Naphthalimide-Porphyrin Hybrid Based Ratiometric Bioimaging Probe for Hg2+: Well-Resolved Emission Spectra and Unique Specificity

In this paper, we unveil a novel naphthalimide-porphyrin hybrid based fluorescence probe (1) for ratiometric detection of Hg2+ in aqueous solution and living cells. The ratiometric signal change of the probe is based on a carefully predesigned molecule containing two independent Hg2+-sensitive fluorophores with their maximal excitation wavelengths located at the same range, which shows reversibly specific ratiometric fluorescence responses induced by Hg2+. In the new developed sensing system, the emissions of the two fluorophores are well-resolved with a 125 nm difference between two emission maxima, which can avoid the emission spectra overlap problem generally met by spectra-shift type probes and is especially favorable for ratiometric imaging intracellular Hg2+. It also benefits from a large range of emission ratios and thereby a high sensitivity for Hg2+ detection. Under optimized experimental conditions, the probe exhibits a stable response for Hg2+ over a concentration range from 1.0 x 10(-7) to 5.0 x 10(-5) M, with a detection limit of 2.0 x 10(-8) M. The response of the probe toward Hg2+ is reversible and fast (response time less than 2 min). Most importantly, the ratiometric fluorescence changes of the probe are remarkably specific for Hg2+ in the presence of other abundant cellular metal ions (i.e., Na+, K+, Mg2+, and Ca2+), essential transition metal ions in celsl (such as Zn2+, Fe3+, Fe2+, Cu2+, Mn2+, Co2+, and Ni2+) and environmentally relevant heavy metal ions (Ag+, Pb2+, Cr3+, and Cd2+), which meets the selective requirements for biomedical and environmental monitoring application.
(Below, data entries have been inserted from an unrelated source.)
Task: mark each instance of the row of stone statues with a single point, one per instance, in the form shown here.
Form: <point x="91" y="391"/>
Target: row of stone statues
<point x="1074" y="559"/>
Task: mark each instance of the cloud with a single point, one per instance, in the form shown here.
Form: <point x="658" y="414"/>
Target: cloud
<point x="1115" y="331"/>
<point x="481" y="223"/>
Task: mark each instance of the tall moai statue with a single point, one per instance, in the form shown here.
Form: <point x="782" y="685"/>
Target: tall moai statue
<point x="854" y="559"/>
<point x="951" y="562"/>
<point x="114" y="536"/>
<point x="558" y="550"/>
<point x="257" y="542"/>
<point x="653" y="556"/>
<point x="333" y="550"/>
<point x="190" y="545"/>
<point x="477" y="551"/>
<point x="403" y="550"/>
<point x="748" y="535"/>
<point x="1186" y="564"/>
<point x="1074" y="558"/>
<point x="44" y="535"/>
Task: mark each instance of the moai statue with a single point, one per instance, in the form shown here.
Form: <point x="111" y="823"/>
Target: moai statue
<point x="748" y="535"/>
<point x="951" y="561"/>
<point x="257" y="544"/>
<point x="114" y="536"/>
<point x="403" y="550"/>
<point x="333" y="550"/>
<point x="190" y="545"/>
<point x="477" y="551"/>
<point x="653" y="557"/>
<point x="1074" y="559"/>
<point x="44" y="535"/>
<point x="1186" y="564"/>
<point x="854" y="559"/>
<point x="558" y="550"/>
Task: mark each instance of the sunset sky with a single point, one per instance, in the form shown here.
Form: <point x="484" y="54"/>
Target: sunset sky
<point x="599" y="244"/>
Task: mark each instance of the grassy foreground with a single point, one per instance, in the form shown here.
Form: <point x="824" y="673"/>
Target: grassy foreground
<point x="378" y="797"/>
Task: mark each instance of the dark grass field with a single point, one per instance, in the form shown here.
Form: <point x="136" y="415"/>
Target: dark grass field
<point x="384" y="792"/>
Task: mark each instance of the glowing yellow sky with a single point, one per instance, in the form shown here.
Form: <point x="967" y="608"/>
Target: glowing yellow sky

The recovery test of Hg2+ in real water samples demonstrates the feasibility of the designed sensing system for Hg2+ assay in practical samples. It has also been used for ratiometric imaging of Hg2+ in living cells with satisfying resolution, which indicates that our novel designed probe has effectively avoided the general emission spectra overlap problem of other ratiometric probes.